Carnival storms through Brazil’s towns and cities every year during February or March. It’s a feverish parade of brightly coloured costumes, music and samba that beautifully expresses the energy and joie de vivre of its people. Rio carnival is the most famous, with its lines of samba dancers and drummers. Brazilians, however, don’t limit their celebrations to just one month. Travel at any time and you’re certain to run into a fiesta or two.
Salvador is one of Brazil’s most culturally vibrant cities and music, religion, food, dance and martial-arts are all very much part of its life flow. You can wander the cobblestone streets of Salvador de Bahia’s UNESCO world heritage site one day and watch descendants of African slaves reconnect with their gods at a Candomble ceremony the next.
There are plenty of activities to keep you busy in Brazil. The beaches on the Costa Verde, especially around Buzios, among the finest we’ve ever seen – the Fernando do Noronha archipelago is a diver’s paradise. You can hike in Chapada Diamantina, one of the country’s top ecotourism hotspots and the best place for forests, caves, underground lakes and waterfalls.
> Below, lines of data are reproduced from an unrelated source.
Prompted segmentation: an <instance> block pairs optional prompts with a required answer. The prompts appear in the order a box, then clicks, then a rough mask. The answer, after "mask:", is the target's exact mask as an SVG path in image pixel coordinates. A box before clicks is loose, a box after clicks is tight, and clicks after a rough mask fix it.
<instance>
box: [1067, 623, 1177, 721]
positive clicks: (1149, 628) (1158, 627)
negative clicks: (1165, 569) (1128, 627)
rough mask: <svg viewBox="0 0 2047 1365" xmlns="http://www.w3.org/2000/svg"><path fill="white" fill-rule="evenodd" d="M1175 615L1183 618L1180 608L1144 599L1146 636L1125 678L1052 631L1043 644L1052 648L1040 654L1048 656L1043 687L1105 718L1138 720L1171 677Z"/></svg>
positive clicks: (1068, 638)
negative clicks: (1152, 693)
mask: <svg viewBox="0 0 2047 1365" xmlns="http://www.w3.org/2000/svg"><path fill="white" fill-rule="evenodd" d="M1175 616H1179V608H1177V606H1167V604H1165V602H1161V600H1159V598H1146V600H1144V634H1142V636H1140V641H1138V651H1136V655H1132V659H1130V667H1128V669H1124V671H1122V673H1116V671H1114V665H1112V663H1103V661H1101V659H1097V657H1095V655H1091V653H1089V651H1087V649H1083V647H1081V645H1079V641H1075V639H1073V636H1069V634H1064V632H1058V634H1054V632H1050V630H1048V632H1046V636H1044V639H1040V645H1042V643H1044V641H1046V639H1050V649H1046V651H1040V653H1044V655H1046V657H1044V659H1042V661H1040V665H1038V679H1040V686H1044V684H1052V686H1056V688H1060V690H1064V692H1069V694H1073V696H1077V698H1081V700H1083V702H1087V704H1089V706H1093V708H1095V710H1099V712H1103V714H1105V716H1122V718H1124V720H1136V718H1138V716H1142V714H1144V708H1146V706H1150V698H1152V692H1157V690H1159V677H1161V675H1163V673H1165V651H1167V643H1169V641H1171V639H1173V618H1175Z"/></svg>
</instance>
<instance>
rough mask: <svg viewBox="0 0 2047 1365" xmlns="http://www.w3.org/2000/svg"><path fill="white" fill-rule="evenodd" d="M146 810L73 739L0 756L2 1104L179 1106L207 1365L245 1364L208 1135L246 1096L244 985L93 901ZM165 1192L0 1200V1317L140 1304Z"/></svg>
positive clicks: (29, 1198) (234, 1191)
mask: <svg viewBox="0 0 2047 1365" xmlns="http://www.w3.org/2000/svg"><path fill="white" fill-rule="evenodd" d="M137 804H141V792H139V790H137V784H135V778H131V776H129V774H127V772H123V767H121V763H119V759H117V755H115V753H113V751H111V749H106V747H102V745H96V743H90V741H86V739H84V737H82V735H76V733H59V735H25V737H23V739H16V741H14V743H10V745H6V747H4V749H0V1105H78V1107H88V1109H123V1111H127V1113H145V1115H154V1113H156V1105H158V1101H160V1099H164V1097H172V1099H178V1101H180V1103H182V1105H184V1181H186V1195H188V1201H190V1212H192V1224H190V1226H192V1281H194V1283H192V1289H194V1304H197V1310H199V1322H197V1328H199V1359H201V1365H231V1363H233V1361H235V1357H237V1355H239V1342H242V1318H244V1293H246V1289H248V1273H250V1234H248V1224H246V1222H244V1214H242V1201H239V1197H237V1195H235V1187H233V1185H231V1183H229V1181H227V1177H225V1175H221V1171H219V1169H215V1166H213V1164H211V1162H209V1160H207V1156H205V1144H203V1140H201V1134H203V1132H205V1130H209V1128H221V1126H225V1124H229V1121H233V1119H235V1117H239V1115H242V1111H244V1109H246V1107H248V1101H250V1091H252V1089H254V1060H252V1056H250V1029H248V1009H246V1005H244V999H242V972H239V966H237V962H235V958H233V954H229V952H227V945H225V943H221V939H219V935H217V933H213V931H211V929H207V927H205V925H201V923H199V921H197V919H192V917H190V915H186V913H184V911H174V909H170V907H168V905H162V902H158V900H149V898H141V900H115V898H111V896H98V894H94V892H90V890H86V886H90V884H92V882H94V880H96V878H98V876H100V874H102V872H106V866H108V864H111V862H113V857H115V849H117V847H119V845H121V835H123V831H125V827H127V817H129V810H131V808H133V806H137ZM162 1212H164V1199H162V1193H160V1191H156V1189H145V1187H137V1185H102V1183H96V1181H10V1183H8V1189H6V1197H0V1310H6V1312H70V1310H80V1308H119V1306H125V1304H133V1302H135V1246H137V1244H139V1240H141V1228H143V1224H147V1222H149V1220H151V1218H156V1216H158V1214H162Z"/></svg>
And then there’s the lure of the jungle.
Head into Manaus, the heart of the rainforest and jumping-off point to some the Amazon, home to several of the jungle’s most luxurious lodges. Further south, go jaguar spotting in the Pantanal wetlands, where the wide open savannahs make for easy wildlife viewing. Finally in Rio, gaze up at the humbling magnificence of the Sugarloaf and Corcovado mountains.
When to go
November to March are Brazil’s warmest months. It’s when most people visit, although you might see a spot of rain in Rio and the south. It’s best to visit Manaus and the Amazon during the dry season from July to October, while the wetlands of Pantanal in the west are best viewed from April to October.